Heather Bennett has two teenage children and “I just went into panic mode and did the mom thing,” when she and tenants of two other apartments at 11 State St. were told they could go in to get their belongs but had to find another place to live after the city code enforcement officer deemed the building unfit for occupancy Tuesday.

Bennett, 37, started searching for a new home while her teens were at school, finding one Wednesday on Washington Street that was more expensive than the $650 a month she was paying on State Street, but renovated, safer and quieter.

“The other building shook all the time,” she said. “I thought a tall building was safe.”

However, the rent is $75 a month higher, and she needed money for a security deposit.

She sought help from the general assistance program at Augusta City Center, and was told by Raenae Moore, a caseworker/technician in the Health and Welfare Department, “We’ll get you into that apartment.”

City Manager William Bridgeo said, “From the moment we became aware of the circumstances yesterday Raenae has been working diligently with the displaced tenants, and my understanding (Wednesday) morning is that all those in need of housing have been helped at least temporarily and in a couple of circumstances, it looks like they have permanent housing.”

Bennett and her children moved to Augusta, where she grew up, from Tennessee two and a half months ago, settling into the three-bedroom, second floor State Street apartment.

Tuesday morning, Overton declared three of the four apartments unfit for occupancy because of the conditions of the porches, which are used to enter the apartments.

In order to regain an occupancy permit for the apartments in the commercial building, owner Kenneth Ouellette has to file engineering drawings of how the porches will be repaired and then those repairs will have to be inspected, Overton said.

Ouellette did not return phone calls left at his home Tuesday and Wednesday.

Bennett got the keys to her new apartment Wednesday and was making plans to get help moving the family’s belongings.

She and her son Joe, 12, and daughter Tasha, 15, were happy with their new home, and seemed more excited than worried about the move.

Bennett said much of her time involves taking care of family since her teens have special needs. “I’m thankful their father pays very good child support so I can be afforded the luxury of staying home with them,” she said.

The Bennetts spent Tuesday and Wednesday night with friends.
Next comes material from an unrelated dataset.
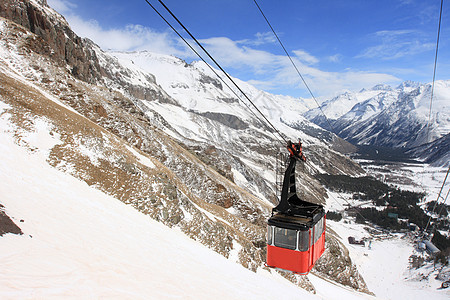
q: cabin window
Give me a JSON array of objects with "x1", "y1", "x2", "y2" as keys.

Andrea Jellison and her husband and 6-year-old son, who lived on the top floor at 11 State St., stayed Tuesday and Wednesday nights at a hotel in Augusta. She said building owner Ouellette, of Monmouth, paid for the room.Jellison said her family was hoping the city would assist them with getting a storage unit and a trailer to move their items since they were offered room in a relative’s home in Winthrop. They were referred to the United Way of Kennebec Valley.

The third affected tenant, Kenneth R. Norton and his 17-year-old son, spent two nights at Norton’s mother’s home in Chelsea.

He said city workers said they were going to get him subsidized housing as soon as possible. He receives disability.

Norton’s family lived in the State Street apartment for seven years. Norton said he was told Oullette had to return the $900 security deposit he had provided to the previous owner, as well as the current month’s $650 rent.

“I’ve been struggling to make ends meet,” he said Wednesday when he returned to his apartment to pick up some items. He said he’s been sober for seven years with the help of Alcoholics Anonymous.

Norton said he was grateful that things appeared to be working out for his family. His son’s last day of school was Thursday, so he could help with the move.